Geography is one of the most important things in making an action movie, yet it is one of the most egregiously abused things in most big Hollywood action films. Last week, I ran a series of links out to all sorts of conversations about modern action cinema, and in those various conversations, there many conflicting theories about what works in modern action cinema advanced by the various writers and filmmakers involved.
Action geography has been on my mind for the last few weeks anyway thanks to the screening of “Sleepless Night” that I attended as part of the Toronto Midnight Madness program. I walked in knowing nothing about the film, and walked out wondering how Frederic Jardin has gone totally unnoticed so far as a filmmaker. Together with his co-writer Nicolas Saada, he’s crafted a wickedly smart thriller that erupts into flurries of action in scenes that feel real, not like heightened Hollywood hooey. It’s a smart premise in the first place, but then the film is broken into two long movements, one which teaches you every inch of this giant Paris nightclub, and then one where our knowledge of that location pays off in one thrilling scene after another.
Tomer Sisley stars as Vincent, a dirty cop who has a great plan. He and his buddy are going to hijack a cocaine shipment and make a big score of their own. Problem is, they screw up the hijack in the opening scene of the film, and although they end up with the drugs, word gets back to Marciano (Serge Riaboukine), the gangster whose stuff they stole, and before Vincent has time to catch his breath, he gets a phone call. Marciano has Vincent’s son. And if Vincent wants him back, he needs to bring the cocaine to the nightclub that Marciano owns. Throw in two internal affairs officers, a rival gang of drug traffickers, and it turns into a fairly breathless ride that unfolds over one long evening.
Sisley and his relationship with his son is the heart of the film, and even before gangsters show up and threaten his life, his son already sees Vincent as a failure, a disinterested father who only spends time with him out of obligation. When Vincent realizes he could lose the boy permanently, he realizes just what that would mean to him, and he throws everything he has into saving the boy. It’s great work, and Sisley makes a credible action hero because I buy the stakes.

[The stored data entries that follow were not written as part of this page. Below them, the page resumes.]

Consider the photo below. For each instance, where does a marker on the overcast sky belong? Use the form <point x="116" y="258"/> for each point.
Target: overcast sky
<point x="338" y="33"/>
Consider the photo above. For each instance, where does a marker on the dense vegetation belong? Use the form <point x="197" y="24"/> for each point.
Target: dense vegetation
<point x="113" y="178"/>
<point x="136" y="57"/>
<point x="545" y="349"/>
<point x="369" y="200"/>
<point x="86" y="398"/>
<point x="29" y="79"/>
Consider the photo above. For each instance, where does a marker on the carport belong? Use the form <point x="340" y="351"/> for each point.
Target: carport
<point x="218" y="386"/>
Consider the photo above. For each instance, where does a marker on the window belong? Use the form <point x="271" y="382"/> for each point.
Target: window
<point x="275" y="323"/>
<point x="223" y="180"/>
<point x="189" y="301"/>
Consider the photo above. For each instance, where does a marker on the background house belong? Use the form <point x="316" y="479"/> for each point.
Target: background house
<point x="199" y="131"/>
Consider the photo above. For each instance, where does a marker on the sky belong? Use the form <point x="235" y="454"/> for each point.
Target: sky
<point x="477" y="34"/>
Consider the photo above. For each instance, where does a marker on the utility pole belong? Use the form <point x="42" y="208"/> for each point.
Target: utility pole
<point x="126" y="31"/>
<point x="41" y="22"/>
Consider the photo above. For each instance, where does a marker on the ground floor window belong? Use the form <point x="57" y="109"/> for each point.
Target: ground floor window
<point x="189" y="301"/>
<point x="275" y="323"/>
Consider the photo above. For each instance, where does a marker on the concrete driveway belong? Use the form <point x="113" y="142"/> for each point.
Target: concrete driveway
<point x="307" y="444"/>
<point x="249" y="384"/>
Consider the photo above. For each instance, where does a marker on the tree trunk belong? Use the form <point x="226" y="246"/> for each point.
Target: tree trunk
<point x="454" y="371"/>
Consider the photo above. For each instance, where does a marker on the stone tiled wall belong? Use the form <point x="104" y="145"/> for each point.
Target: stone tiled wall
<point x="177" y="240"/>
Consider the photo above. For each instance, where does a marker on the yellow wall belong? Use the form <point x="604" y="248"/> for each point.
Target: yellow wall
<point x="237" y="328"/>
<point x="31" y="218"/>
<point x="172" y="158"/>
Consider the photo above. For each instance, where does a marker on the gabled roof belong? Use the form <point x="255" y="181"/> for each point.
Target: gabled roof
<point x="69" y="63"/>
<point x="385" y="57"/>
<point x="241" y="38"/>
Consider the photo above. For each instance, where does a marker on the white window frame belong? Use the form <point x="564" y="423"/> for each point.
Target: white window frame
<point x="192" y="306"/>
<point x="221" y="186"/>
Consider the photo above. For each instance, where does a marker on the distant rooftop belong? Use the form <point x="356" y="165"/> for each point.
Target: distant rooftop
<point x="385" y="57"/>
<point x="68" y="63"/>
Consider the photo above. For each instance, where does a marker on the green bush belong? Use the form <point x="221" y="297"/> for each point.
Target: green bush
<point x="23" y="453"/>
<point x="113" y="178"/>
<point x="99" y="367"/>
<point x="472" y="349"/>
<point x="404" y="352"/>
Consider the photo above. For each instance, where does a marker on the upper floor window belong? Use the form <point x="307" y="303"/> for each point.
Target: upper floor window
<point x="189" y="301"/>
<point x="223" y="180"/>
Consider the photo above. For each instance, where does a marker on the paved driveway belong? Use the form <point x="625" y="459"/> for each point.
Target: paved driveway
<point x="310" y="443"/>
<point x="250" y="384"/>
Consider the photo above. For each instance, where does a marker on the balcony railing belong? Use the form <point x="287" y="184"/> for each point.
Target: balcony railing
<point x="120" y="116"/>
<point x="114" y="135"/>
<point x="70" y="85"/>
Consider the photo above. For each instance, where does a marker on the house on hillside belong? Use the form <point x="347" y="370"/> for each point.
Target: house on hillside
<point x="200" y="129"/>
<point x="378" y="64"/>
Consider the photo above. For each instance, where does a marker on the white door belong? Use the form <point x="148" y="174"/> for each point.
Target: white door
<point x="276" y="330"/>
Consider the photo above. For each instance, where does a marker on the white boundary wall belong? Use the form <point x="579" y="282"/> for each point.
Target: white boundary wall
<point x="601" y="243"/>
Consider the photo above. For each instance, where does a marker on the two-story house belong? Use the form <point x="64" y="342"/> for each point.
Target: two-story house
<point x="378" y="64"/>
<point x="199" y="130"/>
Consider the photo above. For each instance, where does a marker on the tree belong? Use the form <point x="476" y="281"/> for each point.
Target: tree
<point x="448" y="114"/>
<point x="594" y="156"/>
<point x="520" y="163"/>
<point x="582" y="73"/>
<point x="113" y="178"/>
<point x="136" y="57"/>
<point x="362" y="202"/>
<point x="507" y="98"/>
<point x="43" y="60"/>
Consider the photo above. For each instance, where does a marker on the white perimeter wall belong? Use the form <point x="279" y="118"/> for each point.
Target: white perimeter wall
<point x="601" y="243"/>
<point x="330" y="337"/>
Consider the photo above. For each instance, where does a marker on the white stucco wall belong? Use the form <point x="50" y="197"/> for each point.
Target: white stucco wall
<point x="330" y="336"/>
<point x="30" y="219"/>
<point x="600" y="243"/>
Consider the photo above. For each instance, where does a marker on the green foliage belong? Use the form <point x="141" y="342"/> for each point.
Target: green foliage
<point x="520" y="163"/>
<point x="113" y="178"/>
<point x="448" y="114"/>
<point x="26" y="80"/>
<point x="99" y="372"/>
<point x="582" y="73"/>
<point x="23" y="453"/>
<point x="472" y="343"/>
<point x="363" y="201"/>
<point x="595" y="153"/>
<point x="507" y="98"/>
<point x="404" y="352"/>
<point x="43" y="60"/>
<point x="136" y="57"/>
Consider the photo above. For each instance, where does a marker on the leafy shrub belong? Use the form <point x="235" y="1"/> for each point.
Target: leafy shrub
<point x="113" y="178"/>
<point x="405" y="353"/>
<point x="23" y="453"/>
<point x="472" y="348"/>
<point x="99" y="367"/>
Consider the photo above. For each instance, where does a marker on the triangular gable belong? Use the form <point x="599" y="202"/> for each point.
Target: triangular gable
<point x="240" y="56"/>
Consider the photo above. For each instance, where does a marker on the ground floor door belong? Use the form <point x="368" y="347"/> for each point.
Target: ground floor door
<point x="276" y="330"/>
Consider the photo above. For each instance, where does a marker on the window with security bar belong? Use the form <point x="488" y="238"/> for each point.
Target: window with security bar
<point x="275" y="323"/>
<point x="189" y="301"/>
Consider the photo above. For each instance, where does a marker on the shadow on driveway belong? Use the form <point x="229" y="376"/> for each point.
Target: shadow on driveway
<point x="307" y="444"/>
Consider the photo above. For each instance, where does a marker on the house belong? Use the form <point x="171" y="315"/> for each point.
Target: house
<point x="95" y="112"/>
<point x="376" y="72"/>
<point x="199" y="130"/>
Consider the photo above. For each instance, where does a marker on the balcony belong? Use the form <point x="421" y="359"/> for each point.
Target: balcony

He has to pull this off, this complicated juggling act, and somehow survive in a building where almost everyone wants him dead, and he has to try to find a way to do all this and still walk away with some sort of real life to return to.
How it’s shot is the other half of why the film delivers on its promise. I shouldn’t be too surprised, since Tom Stern was the cinematographer. He’s one of Eastwood’s favorite shooters, and he’s done really good work for a lot of filmmakers over the years. He just wrapped up production on “The Hunger Games,” for example, so he’s a big Hollywood guy. Somehow, he also ended up shooting “Sleepless Night,” and it’s a real master’s class in action shooting. There’s a wonderful scene early on where Vincent uses a dance floor full of young Parisians dancing to “Another One Bites The Dust” that is one of the year’s great pure visual moments.
The film gets a little absurd right at the end, and it wears on a few beats past a natural conclusion, but it’s a strong movie overall, and I think audiences here should get a chance to see the original before the inevitable sequel is released.